2019-10-05init: favor --skip-epoch instead of --skip
Since I intend to add support for --skip-artnum, disambiguating the long option name makes sense. We'll support --skip indefinitely for compatibility.
2019-09-09run update-copyrights from gnulib for 2019
2019-05-23doc: various updates to reflect current state
-index documentation avoid redundant v1 information and refers readers to apropriate v1/v2 manpages. Search::Xapian can also be optional, now, as only the PSGI search interface uses it. Favor "INBOX_DIR" where appropriate, since "REPO_DIR" can be confused for code repos which we also support. XAPIAN_FLUSH_THRESHOLD is documented for all relevant bulk commands.
2019-05-23v1writable: retire in favor of InboxWritable
In retrospect, introducing V1Writable was unnecessary and InboxWritable->importer is in a better position to abstract away differences between v1 and v2 writers. So teach InboxWritable to initialize inboxes and get rid of V1Writable.
2019-05-22init: preserve permissions for git prior to 2.1.0
"git config" did not preserve permissions of the config file it modifies prior to git 2.1.0, so workaround that.
2019-05-15admin: improve warnings and errors for missing modules
Since we lazy-load Xapian now, some errors may become more cryptic or buried. Try to improve that by making Admin show better errors.
2019-05-15lazy load Xapian and make it optional for v2
More tests work without Search::Xapian, now. Usability issues still need to be fixed
2019-05-14v1writable: new wrapper which is closer to v2writable
Import initialization is a little strange from history, but we also can't change it too much because it's technically a public API which external code may rely on... And we may need to support v1 repos indefinitely. This should make it easier to write tests for both formats.
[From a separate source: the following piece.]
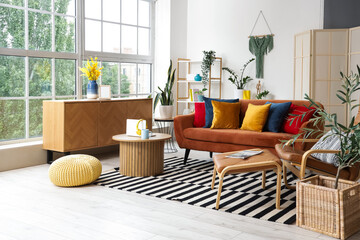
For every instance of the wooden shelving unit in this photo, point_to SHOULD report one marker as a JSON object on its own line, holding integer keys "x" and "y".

2018-12-28init: allow --skip of old epochs for -V2 repos
This allows archivists to publish incomplete archives with newer mail while allowing "0.git" (or "1.git" and so on) epochs to be added-after-the-fact (without affecting "git clone" followers). A reindex will be necessary for Xapian and SQLite to catch up once the old epochs are added; but the reindexing code is also capable of tolerating missing epochs.